L'AFP a pu recueillir par téléphone les témoignages de six habitants de Kherson, où aucun média international n'est présent. Ceux-ci ont demandé que leur nom de famille ne soit pas publié par crainte de représailles.
Selon ces habitants, les forces russes ont bloqué les livraisons de nourriture et d'aide humanitaire vers Kherson, et les médicaments viennent aussi à manquer.
«Un autre mois comme ça et ils n'auront même pas à nous bombarder. La faim et la maladie vont faire le travail», s'inquiète Kyryllo, un ambulancier.
Tous les résidents interrogés par l'AFP ont aussi dit avoir vu ou avoir entendu parler de visites de soldats russes dans les appartements.
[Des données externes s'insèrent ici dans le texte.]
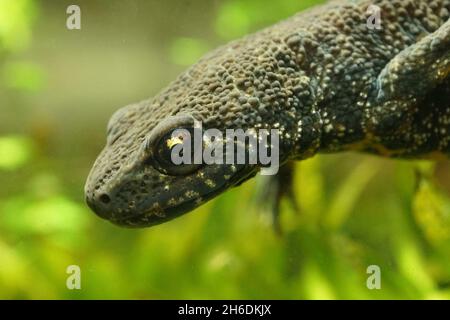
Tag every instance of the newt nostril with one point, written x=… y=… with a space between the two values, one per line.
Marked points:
x=105 y=198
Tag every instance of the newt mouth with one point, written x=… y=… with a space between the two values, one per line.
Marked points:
x=158 y=214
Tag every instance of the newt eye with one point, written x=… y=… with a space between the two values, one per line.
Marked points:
x=174 y=152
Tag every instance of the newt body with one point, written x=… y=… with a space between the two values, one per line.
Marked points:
x=322 y=77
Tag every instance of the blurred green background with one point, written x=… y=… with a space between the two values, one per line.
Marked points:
x=57 y=90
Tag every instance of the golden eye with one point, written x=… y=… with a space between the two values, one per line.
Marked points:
x=165 y=147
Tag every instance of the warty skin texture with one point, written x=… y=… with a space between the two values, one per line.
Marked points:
x=322 y=77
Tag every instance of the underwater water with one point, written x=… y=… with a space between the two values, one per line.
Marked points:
x=58 y=88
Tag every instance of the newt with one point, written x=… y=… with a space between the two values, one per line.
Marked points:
x=323 y=78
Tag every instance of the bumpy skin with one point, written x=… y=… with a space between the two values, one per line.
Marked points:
x=322 y=77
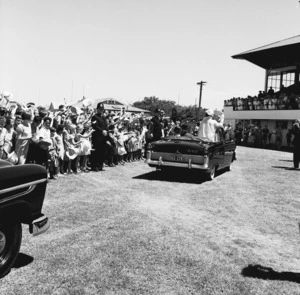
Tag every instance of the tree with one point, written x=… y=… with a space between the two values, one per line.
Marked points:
x=184 y=112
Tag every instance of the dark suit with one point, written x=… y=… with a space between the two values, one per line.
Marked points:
x=98 y=141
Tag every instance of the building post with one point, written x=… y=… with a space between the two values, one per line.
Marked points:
x=266 y=81
x=200 y=96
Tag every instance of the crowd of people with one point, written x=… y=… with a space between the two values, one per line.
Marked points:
x=261 y=137
x=72 y=140
x=285 y=99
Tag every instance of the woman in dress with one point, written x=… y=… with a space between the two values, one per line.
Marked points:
x=23 y=137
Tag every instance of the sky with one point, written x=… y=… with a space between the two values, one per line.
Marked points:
x=130 y=49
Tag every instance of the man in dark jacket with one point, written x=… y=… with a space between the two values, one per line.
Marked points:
x=296 y=142
x=156 y=125
x=99 y=124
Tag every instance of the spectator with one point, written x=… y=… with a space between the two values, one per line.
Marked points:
x=278 y=137
x=23 y=137
x=265 y=132
x=296 y=142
«Ils cherchaient des gens dont les noms sont sur des sortes de listes. Ils entrent dans les maisons et sont armés, c'est impossible de leur résister», explique Tetyana, une employée d'université.
Une habitante de la ville voisine de Kakhovka, également sous contrôle russe, a dit que les forces de Moscou «emmenaient des gens», principalement des militants locaux et d'anciens militaires.
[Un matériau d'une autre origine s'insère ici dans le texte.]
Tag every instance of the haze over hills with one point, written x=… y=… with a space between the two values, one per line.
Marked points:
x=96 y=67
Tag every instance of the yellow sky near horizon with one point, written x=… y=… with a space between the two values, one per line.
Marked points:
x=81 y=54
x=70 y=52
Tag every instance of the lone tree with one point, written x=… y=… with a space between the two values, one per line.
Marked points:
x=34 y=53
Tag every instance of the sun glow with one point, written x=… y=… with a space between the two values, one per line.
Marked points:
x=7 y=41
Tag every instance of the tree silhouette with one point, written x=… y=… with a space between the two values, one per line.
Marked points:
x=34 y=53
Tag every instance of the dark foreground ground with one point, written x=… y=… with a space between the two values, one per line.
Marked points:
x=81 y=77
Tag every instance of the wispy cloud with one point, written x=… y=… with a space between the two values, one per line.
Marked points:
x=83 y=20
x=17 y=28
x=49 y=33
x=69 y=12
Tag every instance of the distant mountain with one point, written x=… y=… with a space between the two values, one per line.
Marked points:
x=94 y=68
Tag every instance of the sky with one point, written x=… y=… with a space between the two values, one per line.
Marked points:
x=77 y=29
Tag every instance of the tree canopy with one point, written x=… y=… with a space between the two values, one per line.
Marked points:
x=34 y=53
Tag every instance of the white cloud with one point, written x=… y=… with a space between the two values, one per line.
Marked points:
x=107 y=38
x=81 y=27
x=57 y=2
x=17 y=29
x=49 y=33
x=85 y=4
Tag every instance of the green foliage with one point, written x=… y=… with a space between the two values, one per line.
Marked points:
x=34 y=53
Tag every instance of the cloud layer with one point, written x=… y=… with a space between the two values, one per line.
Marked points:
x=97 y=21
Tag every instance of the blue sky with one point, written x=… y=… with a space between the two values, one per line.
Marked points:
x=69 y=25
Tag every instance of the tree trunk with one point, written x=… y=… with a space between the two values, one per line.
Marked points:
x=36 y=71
«Nous ne savons pas où ils les emmènent», souffle-t-elle.
Pharmacies vides
Les États-Unis ont assuré la semaine dernière que Kherson était une «ville contestée» et que KyÏv avait lancé une offensive pour en reprendre le contrôle.
Les habitants assurent eux que, si des combats se déroulent encore en périphérie de la ville, Kherson est bien sous le contrôle de Moscou.
Kherson n'a toutefois pas connu les destructions massives et le lourd bilan humain des combats pour d'autres villes ukrainiennes telles que Marioupol au sud-est et Tcherniguiv au nord.
Et malgré la présence des forces russes, les habitants ont pu organiser des manifestations de protestation sur la place centrale.
«Nous sommes sous occupation, mais nous sommes toujours pour l'Ukraine», résume Maria, une vendeuse de 24 ans.

Les habitants interrogés par l'AFP ont indiqué que leur principale préoccupation depuis l'arrivée des tanks russes était la crise sanitaire qui empire.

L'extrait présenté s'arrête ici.